16.Invalidity of Any Provision.
If any portion of this Agreement is held invalid or inoperative, the other portions of this Agreement shall be deemed valid and operative and, so far as is reasonable and permitted by the law, effect shall be given to the intent manifested by the portion held invalid or inoperative.
This Agreement shall be governed by and construed in accordance with the laws of the State of California, without regard to the principles of conflict of laws thereof.
This Agreement may be executed simultaneously in any number of counterparts, each of which shall be deemed an original but all of which together shall constitute one and the same agreement.
The Section headings contained in this Agreement are for reference purposes only and will not affect in any way the meaning or interpretation of this Agreement.
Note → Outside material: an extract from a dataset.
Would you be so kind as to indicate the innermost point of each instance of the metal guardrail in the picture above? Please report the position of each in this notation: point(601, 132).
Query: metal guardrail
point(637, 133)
The provisions of this Agreement will be binding upon, and will inure to the benefit of, the respective heirs, legal representatives and successors of the parties thereto.
[SIGNATURES ON FOLLOWING PAGE]
IN WITNESS WHEREOF, the parties hereto have executed this Employment Agreement as of the date first written above.
INOVIO PHARMACEUTICALS, INC.
By: /s/ J. Joseph Kim
Name: J. Joseph Kim, Ph.D.
Title: President and CEO
/s/ Laurent Humeau
Laurent Michel Paul Francois Humeau, Ph.D.